Previously, the law capped claims for "lost earnings" to the years a victim was expected to live. If a child’s life expectancy was significantly reduced by their injury—for example, to age 30—they could only claim lost earnings up to that age. The Supreme Court has now ruled this discriminatory, determining that the child should be compensated for the "lost years" of work they would have performed had they lived a full life. This acknowledges that the injury stole not just their health, but their economic potential.
The case involved a young girl who suffered a severe hypoxic brain injury at birth due to negligence at Sheffield Teaching Hospitals. She now requires 24-hour care and has a reduced life expectancy. Under the old rules, her payout was limited. The new ruling means the NHS must pay for the earnings she would have accrued in her 30s, 40s, and 50s, money that will now go to her estate or dependents.
This judgment arrives at a time when the NHS is under unprecedented financial strain.
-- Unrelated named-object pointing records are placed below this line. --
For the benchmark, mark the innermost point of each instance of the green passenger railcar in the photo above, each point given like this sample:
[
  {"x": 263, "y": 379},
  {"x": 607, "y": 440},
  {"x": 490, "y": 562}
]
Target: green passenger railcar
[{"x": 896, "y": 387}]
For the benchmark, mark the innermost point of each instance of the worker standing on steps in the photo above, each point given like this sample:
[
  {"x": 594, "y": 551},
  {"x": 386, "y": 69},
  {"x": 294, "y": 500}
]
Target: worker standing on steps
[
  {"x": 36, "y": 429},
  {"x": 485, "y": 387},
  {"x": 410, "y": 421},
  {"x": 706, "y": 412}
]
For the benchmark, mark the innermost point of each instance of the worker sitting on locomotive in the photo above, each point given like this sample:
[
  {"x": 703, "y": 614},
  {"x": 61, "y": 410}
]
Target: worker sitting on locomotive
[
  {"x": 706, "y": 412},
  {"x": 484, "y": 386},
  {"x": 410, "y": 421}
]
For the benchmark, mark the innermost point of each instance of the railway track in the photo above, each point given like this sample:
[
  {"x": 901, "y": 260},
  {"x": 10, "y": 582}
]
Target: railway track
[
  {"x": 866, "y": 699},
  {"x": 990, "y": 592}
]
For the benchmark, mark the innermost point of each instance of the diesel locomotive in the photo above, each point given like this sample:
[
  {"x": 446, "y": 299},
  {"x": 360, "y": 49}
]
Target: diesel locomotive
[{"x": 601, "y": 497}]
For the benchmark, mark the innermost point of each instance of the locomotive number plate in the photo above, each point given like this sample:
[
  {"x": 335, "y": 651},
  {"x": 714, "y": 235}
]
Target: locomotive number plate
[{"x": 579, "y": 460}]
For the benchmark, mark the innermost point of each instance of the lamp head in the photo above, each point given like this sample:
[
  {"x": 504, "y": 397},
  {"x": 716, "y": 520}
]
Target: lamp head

The "compensation culture" debate is likely to be reignited, with critics arguing that the health service cannot sustain such massive payouts. However, patient safety advocates argue that the only way to reduce the bill is to stop making avoidable mistakes.
The ruling also aligns UK law more closely with other jurisdictions that prioritize full restitution for victims. For the families of injured children, it offers a measure of financial security in an uncertain future. But for the Treasury, it represents a new, unfunded mandate that will require difficult conversations about the cost of justice and the price of negligence.